The latest in this line of work is an effort by chemists Henri J. Suominen and Adam Kirrander, who propose using X-ray lasers to study the electron dynamics in noble gas atoms. In a new paper inPhysical Review Letters, they outline how this process should work: exciting the electrons into energy states where they are weakly bound to their atoms, then scattering specially prepared X-ray photons off those atoms. Studying the scatter pattern should allow researchers to reconstruct the electron dynamics in some detail.
While this proposed experiment will not be easy to perform and is sensitive to known issues with X-ray lasers, it could also lead to direct measurements of electron motion inside atoms—a significant accomplishment.

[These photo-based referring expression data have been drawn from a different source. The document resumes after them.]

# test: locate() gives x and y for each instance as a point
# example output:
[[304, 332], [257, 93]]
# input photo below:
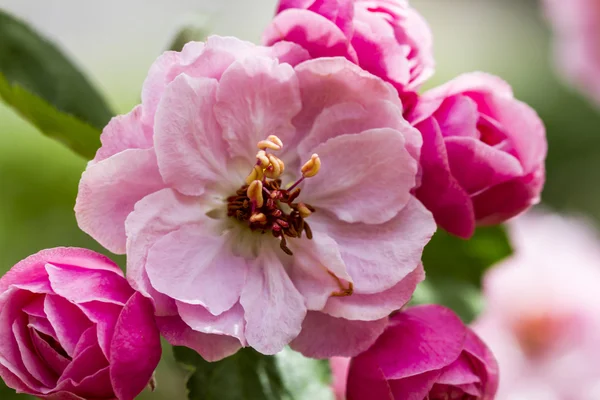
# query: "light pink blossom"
[[542, 311], [210, 230], [71, 328], [483, 153], [576, 26], [388, 38], [425, 353]]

The figure shows a visualization of an argon atom in a Rydberg state (three spheres) at different points in time, after bombardment by X-ray photons. The circular patterns at left are those formed by the X-rays after they scatter. The three images in sequence show the evolution of the atom in space and time.
Rydberg atoms have the electrons in their outer layers excited until the electrons are only weakly bound to the nucleus, making the atoms physically very large. The increased size allows light to scatter off the outermost electrons without much interference from the nucleus or from the inner core of electrons. In other words, it's a way to isolate the electron dynamics from other messy phenomena. Noble gases like argon are particularly useful for this, since they are largely non-reactive chemically and relatively easy to model theoretically.

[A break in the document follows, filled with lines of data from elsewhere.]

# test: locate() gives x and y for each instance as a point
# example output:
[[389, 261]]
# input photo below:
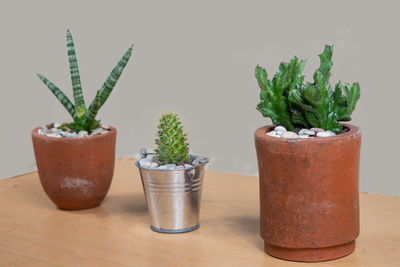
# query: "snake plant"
[[290, 102], [85, 117], [172, 141]]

Electrons in Rydberg states also have much slower reaction times: picoseconds (10-12 s, or trillionths of a second) as opposed to femtoseconds (10-15 s) or less: still really short, but a factor of a 1000x improvement is nothing to sneeze at.
That leads to the second aspect of the proposed experiment: using X-ray lasers, which interact with the electrons on shorter time scales than their reaction times.
X-ray lasers (including the Linac Coherent Light Source [LCLS] at Stanford's SLAC laboratory) are highly tunable, producing any of a variety of wavelengths in controlled bursts of photons. An X-ray laser can capture electron behavior in both space and time, minimally disturbing the atoms in the process. That's in contrast with infrared or other types of light, which can strongly interact with electrons, changing the experimental outcome.